Rails 6 bulk insert records


There are cases when we want to insert records in bulk. For eg., we have a list of users in CSV and we want to import these users in our application.

Rails has methods like delete_all or update_all to delete and update bulk records respectively.

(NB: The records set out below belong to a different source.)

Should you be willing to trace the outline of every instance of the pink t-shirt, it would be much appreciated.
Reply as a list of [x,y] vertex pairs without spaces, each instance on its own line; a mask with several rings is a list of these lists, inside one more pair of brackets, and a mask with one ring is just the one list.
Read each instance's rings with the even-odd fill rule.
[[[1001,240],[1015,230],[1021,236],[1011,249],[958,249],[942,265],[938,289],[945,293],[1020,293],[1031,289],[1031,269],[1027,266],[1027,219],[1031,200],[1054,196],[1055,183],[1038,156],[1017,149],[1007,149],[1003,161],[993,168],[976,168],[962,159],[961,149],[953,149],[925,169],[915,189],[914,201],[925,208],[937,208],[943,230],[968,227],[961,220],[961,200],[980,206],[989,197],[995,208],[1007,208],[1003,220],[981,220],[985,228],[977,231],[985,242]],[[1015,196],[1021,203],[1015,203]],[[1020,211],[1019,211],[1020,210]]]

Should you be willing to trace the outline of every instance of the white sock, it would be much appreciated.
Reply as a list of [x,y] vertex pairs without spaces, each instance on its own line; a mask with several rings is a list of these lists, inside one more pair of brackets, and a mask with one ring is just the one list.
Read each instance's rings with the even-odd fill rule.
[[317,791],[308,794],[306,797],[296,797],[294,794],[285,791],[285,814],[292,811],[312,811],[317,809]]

Similar method to insert bulk records was missing.

Rails 6 added insert_all, insert_all! and upsert_all to ActiveRecord::Persistence, to solve the above issue.

Before Rails 6

Before Rails 6, bulk insert was achieved -

users = []
10.times do |i|
  users << User.new(name: "user #{i}")
end
User.import users
  • Creating records one by one
10.times do |i|
  User.create!(name: "user #{i}")
end
  • Using the SQL INSERT statement
# Assuming users is an array of user hash
# like [{ name: "Sam" }, { name: "Charls" }]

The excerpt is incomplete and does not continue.